In truth, talk of a tourism boom in Japan comes as no surprise to us. In a recent survey of Ski Asia readers, 95% told us they would visit Japan during the 2022/23 season if border restrictions allowed. Articles concerning Japan’s prospective reopening have been amongst the most popular on the site for months, as every morsel of information – which has been in scarce supply – is eagerly consumed.
Now, with a severely weakened yen, heightened demand meets unprecedented affordability. This would usually be a recipe for long lift lines and crowded hotels, but there is a final ingredient missing: a clear roadmap for the country’s reopening to tourists.
Bargains may not last long
However, those waiting for clarity on a reopening could miss a bargain, Tasker warns.
“It is also possible that there could be a sharp reversal in the currency markets at any time. After all, this is not a new phenomenon”, he explains.

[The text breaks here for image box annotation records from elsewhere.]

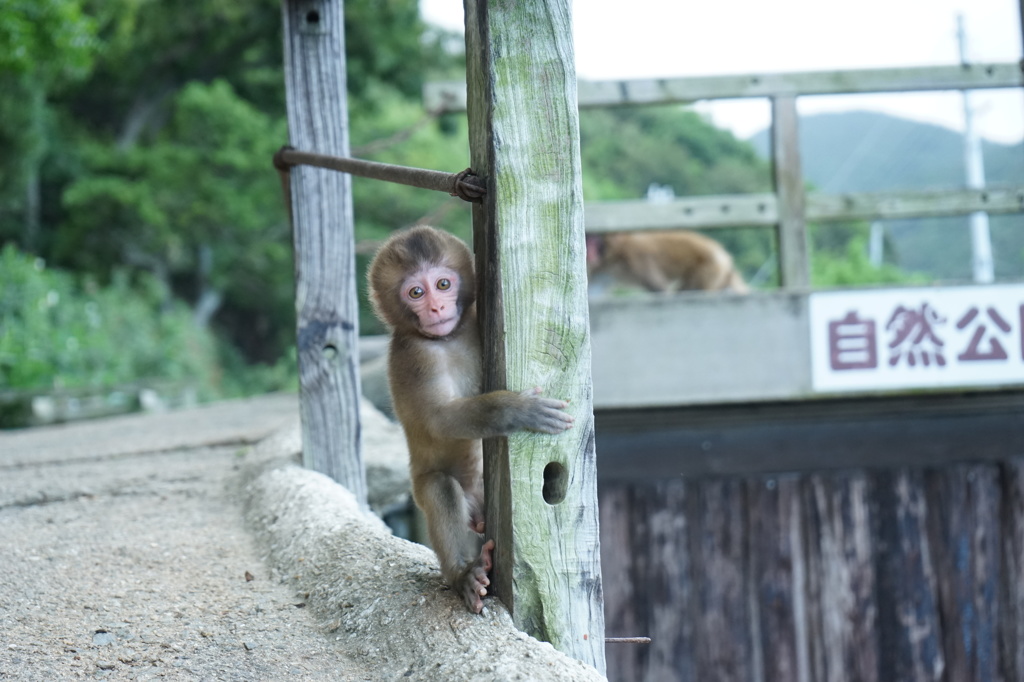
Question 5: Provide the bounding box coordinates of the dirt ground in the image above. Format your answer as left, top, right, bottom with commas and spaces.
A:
0, 396, 370, 680
0, 395, 603, 680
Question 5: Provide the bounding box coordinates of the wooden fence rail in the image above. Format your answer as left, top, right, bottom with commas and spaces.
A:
423, 62, 1024, 112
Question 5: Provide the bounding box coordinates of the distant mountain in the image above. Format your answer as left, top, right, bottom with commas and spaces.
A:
750, 112, 1024, 194
750, 112, 1024, 281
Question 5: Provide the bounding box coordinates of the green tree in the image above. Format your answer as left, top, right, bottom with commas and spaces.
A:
0, 0, 99, 248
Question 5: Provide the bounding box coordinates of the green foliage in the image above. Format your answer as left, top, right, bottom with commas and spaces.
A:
810, 223, 928, 289
0, 246, 217, 389
0, 0, 98, 79
54, 81, 294, 359
580, 106, 771, 201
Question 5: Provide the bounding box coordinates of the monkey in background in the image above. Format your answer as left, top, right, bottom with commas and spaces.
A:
369, 226, 573, 613
587, 230, 750, 294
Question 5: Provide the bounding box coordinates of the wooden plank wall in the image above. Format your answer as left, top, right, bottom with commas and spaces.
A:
600, 458, 1024, 682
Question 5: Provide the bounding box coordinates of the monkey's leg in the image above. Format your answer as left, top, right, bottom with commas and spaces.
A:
413, 471, 494, 613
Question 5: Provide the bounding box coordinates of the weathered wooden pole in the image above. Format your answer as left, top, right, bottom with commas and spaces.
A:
465, 0, 605, 673
283, 0, 367, 503
771, 95, 811, 289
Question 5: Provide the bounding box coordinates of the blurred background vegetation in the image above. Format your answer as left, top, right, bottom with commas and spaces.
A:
0, 0, 937, 411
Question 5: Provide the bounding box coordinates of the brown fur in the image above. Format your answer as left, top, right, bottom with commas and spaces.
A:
369, 226, 572, 612
587, 230, 750, 294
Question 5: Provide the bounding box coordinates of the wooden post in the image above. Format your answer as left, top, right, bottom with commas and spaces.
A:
771, 95, 811, 289
465, 0, 605, 673
283, 0, 367, 504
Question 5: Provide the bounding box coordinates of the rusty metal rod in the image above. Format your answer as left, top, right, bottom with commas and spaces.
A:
273, 146, 487, 202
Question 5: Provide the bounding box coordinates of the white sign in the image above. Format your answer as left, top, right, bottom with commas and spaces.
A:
809, 285, 1024, 392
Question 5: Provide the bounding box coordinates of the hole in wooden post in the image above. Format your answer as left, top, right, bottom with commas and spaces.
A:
542, 462, 568, 505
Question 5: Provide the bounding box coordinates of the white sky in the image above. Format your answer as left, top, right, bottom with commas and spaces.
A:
420, 0, 1024, 142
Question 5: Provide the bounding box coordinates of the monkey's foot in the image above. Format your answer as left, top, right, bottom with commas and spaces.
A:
458, 540, 495, 613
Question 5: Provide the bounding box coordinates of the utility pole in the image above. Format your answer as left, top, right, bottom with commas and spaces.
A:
956, 13, 995, 284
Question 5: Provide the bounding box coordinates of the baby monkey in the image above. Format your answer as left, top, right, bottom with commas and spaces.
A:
369, 226, 573, 613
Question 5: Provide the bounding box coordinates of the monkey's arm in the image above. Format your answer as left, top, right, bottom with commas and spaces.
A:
428, 388, 574, 438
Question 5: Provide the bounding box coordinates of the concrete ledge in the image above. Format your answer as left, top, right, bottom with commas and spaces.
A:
244, 417, 604, 682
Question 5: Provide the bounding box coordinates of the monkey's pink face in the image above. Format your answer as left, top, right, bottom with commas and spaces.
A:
401, 265, 462, 338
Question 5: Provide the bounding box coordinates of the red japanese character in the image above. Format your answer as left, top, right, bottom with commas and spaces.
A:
828, 310, 879, 370
886, 303, 946, 367
956, 306, 1010, 361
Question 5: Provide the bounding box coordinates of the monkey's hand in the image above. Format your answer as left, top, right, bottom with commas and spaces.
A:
453, 540, 495, 613
519, 386, 575, 433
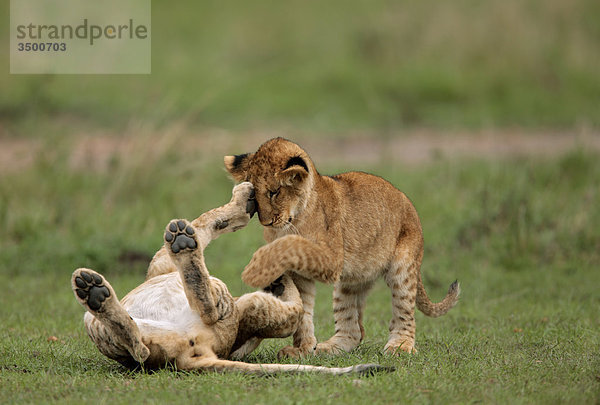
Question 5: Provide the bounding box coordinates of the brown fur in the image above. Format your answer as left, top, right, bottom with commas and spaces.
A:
224, 138, 459, 356
71, 183, 390, 374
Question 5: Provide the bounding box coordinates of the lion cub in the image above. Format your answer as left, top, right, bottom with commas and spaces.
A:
71, 183, 389, 374
224, 138, 459, 356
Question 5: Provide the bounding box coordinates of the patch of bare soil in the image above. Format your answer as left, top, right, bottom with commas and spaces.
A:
0, 126, 600, 173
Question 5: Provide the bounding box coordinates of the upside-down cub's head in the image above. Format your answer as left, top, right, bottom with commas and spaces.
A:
224, 138, 315, 228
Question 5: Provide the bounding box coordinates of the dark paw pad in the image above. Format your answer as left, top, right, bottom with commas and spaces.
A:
165, 220, 198, 253
264, 276, 285, 297
75, 271, 110, 312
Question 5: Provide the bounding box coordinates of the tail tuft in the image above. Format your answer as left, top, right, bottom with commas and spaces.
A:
448, 280, 460, 296
352, 364, 396, 377
417, 275, 460, 318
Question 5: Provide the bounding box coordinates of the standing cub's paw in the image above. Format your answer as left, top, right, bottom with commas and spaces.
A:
231, 181, 256, 218
165, 219, 198, 254
71, 269, 111, 312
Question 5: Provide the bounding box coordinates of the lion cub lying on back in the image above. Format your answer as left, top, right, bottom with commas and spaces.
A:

“In real inflation-adjusted terms, the yen has been on a zigzag downward path for the past 27 years. Usually, the currencies of countries with low inflation are stronger than those with high inflation, yet the latest reading for CPI inflation in Japan is 0.9% against 7.9% in the U.S. That is the largest differential since 1980.”
“So be warned. If you are thinking of patronizing the great Japanese discount store, do not take too long to make your mind up. The bargains will not be there forever.”